A investigação é conduzida pelo procurador regional dos Direitos do Cidadão, Julio Araujo, após o recebimento de representações que apontam possíveis violações à dignidade humana. Entre os pontos analisados estão provas de resistência e condições impostas pela produção que podem ter ultrapassado limites considerados aceitáveis para programas de entretenimento.
Um dos episódios citados envolve uma prova de resistência em que participantes teriam sido submetidos a situações extremas. Há relatos de problemas de saúde durante as dinâmicas, o que levantou questionamentos sobre a segurança e o acompanhamento oferecido aos confinados.

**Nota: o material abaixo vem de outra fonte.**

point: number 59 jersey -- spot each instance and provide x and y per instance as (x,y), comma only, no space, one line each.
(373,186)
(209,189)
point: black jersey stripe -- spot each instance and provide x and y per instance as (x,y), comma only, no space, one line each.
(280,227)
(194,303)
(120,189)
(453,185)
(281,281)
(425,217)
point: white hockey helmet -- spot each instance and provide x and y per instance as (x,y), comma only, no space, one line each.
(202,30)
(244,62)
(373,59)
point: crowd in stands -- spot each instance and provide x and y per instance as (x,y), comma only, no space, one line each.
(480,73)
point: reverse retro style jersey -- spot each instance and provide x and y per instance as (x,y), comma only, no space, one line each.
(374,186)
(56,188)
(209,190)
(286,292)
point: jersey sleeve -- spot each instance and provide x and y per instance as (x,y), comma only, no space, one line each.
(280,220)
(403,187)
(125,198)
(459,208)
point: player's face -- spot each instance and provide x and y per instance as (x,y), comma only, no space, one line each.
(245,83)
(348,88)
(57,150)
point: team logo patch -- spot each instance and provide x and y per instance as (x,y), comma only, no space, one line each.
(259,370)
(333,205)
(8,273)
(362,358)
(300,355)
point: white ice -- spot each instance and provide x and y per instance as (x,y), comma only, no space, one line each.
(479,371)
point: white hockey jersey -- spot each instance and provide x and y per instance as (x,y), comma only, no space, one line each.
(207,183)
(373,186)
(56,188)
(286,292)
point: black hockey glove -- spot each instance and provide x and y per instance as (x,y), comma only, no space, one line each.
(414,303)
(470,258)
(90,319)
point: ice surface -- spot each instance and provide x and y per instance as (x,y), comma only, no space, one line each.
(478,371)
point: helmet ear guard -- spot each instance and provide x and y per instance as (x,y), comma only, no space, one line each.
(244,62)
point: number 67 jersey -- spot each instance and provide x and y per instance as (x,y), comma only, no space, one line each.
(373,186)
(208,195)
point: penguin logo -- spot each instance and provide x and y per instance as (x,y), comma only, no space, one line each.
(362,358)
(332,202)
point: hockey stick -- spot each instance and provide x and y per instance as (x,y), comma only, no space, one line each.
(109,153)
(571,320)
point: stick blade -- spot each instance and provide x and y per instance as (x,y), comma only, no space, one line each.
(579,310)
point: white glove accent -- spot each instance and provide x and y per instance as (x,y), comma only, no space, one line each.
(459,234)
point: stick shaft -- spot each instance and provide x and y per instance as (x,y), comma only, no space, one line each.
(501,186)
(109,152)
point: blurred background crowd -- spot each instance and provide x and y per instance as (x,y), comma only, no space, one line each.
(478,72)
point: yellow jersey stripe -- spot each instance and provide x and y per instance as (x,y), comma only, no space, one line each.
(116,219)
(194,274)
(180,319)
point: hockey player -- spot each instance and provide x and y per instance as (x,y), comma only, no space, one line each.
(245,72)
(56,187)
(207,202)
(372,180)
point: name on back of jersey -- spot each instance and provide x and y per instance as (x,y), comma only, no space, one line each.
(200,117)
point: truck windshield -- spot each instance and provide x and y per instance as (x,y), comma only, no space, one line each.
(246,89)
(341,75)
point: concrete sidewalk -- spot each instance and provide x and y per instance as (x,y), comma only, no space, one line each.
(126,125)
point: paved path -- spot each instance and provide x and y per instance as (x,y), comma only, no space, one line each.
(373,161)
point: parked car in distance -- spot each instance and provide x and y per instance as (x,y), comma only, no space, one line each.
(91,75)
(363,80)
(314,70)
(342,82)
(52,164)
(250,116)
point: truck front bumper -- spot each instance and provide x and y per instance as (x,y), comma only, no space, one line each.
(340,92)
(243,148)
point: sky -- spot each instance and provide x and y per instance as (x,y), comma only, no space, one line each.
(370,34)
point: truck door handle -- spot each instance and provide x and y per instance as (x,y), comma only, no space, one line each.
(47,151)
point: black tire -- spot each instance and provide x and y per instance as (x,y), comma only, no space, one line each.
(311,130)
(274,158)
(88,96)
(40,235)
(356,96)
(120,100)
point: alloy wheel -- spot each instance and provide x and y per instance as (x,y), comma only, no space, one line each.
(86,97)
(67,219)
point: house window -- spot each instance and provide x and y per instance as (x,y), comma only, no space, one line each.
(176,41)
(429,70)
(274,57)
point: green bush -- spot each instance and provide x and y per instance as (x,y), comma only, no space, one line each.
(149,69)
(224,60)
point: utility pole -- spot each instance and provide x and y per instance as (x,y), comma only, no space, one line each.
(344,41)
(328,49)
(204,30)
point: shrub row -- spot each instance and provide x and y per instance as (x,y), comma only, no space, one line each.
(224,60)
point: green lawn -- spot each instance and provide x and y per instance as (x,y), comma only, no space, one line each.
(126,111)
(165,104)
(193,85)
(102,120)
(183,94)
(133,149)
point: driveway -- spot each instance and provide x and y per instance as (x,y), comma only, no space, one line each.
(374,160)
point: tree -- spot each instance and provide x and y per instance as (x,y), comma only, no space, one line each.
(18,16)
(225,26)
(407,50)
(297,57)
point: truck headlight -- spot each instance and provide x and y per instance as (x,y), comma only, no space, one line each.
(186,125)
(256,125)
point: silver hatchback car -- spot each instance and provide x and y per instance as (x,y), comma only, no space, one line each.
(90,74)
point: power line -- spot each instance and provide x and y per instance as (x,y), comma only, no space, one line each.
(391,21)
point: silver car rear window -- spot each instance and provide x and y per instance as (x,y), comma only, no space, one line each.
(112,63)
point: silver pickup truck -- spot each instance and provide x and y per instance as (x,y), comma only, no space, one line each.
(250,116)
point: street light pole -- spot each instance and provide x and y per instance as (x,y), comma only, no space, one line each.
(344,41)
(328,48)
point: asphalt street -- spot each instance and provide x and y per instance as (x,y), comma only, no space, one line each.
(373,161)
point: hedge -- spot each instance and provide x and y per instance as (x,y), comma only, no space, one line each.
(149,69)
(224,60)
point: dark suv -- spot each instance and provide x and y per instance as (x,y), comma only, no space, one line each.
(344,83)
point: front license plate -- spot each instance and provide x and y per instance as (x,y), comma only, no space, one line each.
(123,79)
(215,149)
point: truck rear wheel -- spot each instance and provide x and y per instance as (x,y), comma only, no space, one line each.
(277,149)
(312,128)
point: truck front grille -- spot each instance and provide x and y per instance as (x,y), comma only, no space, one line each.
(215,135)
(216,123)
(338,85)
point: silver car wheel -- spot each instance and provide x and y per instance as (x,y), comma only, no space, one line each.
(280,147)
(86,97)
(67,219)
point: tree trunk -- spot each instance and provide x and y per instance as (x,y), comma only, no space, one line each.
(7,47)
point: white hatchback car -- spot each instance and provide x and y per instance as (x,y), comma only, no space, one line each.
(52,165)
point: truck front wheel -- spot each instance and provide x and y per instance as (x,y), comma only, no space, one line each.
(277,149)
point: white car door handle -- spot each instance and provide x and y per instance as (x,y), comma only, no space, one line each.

Outro foco da investigação é a dinâmica conhecida como “Quarto Branco”, que consiste no isolamento prolongado de participantes em ambiente controlado. O modelo foi alvo de críticas por entidades e especialistas, que apontam possíveis semelhanças com práticas de privação sensorial e psicológica.
As condições impostas pela produção expõem a saúde dos envolvidos a riscos, comentou o procurador regional dos Direitos do Cidadão, Julio Araujo.
A emissora respondeu
Em resposta, a TV Globo informou que mantém acompanhamento médico permanente durante o programa, com equipes de saúde e suporte de emergência para atender os participantes em caso de necessidade. A emissora também afirmou que os protocolos de segurança são seguidos rigorosamente ao longo das atividades.
Debate sobre limites do entretenimento
O caso reacende o debate sobre os limites éticos dos reality shows e o uso de situações extremas como forma de engajamento do público. Especialistas apontam que, mesmo com consentimento dos participantes, é necessário garantir que não haja exposição a condições degradantes ou que coloquem em risco a integridade física e mental.